The chair typically offers various thesis topics each semester in the areas computational statistics, machine learning, data mining, optimization and statistical software. You are welcome to suggest your own topic as well.
Before you apply for a thesis topic make sure that you fit the following profile:
- Knowledge in machine learning.
- Good R or python skills.
Before you start writing your thesis you must look for a supervisor within the group.
Send an email to the contact person listed in the potential theses topics files with the following information:
- Planned starting date of your thesis.
- Thesis topic (of the list of thesis topics or your own suggestion).
- Previously attended classes on machine learning and programming with R.
Your application will only be processed if it contains all required information.
Potential Thesis Topics
Below is a list of potential thesis topics. Before you start writing your thesis you must look for a supervisor within the group.
Positive-unlabeled Learning on Text Data
Positive-unlabeled learning (PU-Learning) describes binary classification tasks in which the data has annotated positive labels but no negative labels. This is a special case of semi-supervised learning and is related to one-class-classification. It is a common problem, especially in tasks with many observations, where it is impossible to annotate all samples with labels and the focus lies on the positive labels. Within this thesis, PU Learning should be applied in a text classification setting on a data set provided by the Fraunhofer IMW, one of the two Fraunhofer Institutes involved in this project.
The master student is expected to familiarize with the different PU Learning approaches and apply the most promising on an internal dataset provided by the Fraunhofer IMW.
Take a look at this exposé for more information on this topic.
Learning Set and Irregular Data using Deep Meta-learning
Meta-learning, also known as “learning to learn”, intends to design models that can learn new skills or adapt to new environments rapidly with a few training examples. There are three common approaches: 1) metric-based: learn an efficient distance metric; 2) model-based: use (recurrent) network with external or internal memory; 3) optimization-based: optimize the model parameters explicitly for fast learning.

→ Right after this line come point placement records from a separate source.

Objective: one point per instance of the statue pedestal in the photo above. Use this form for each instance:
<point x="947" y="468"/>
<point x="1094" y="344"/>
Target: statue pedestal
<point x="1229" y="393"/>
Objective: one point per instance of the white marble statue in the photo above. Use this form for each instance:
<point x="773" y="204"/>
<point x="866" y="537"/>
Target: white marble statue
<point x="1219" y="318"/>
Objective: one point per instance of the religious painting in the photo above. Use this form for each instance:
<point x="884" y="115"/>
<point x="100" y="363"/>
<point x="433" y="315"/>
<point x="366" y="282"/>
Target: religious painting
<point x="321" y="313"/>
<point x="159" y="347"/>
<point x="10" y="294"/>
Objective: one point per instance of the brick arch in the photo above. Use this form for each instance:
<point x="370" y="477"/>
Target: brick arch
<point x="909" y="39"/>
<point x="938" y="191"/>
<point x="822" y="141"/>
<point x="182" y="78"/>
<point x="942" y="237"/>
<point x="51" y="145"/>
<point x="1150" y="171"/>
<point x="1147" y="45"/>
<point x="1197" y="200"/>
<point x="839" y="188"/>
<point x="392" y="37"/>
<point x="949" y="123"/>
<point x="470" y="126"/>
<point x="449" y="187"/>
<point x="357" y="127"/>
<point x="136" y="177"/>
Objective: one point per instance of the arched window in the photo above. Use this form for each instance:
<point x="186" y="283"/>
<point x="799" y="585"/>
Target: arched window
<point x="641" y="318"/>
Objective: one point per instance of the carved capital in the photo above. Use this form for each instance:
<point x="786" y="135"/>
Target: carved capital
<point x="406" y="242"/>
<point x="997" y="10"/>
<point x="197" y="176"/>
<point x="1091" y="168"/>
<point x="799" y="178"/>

A typical machine/deep learning algorithm, like regression or classification, is designed for fixed dimensional data instances. Their extensions to handle the case when the inputs or outputs are permutation invariant sets rather than fixed dimensional vectors are not trivial. However, most available data are unstructured and set such as point cloud, video/ audio clip, time-series data. Learning representation of unstructured data is very valuable in many domains such as health care and has a high impact on machine, deep learning research areas.
Here, we offer different research topics as master thesis, for more information please visit Google doc.
Deep Reinforcement Learning
Deep reinforcement learning combines deep neural networks with a reinforcement learning structure that enables agents to learn the best actions possible in a virtual environment in order to attain their goals. That is, it unites function approximation and target optimization, mapping state-action pairs to expected rewards.
Reinforcement learning refers to goal-oriented algorithms, which learn how to attain a complex objective (goal) or how to maximize a particular dimension over many steps; for example, they can maximize the points won in a game over many moves. DRL algorithms can start from a blank slate, and under the right conditions, they achieve superhuman performance.
Here, we offer different research topics as master thesis including:
1) Investigating DRL with other ML algorithms such as meta-learning, life-long learning, active-learning, generative model, Bayesian deep learning. 2) Systematically study and benchmarking the value function, state and reward function, actions, and different hyperparameters 3) Study and benchmarking the policy evaluation techniques 4) Investigating the application of DRL in computer vision or NLP. For details please refer to the Google doc.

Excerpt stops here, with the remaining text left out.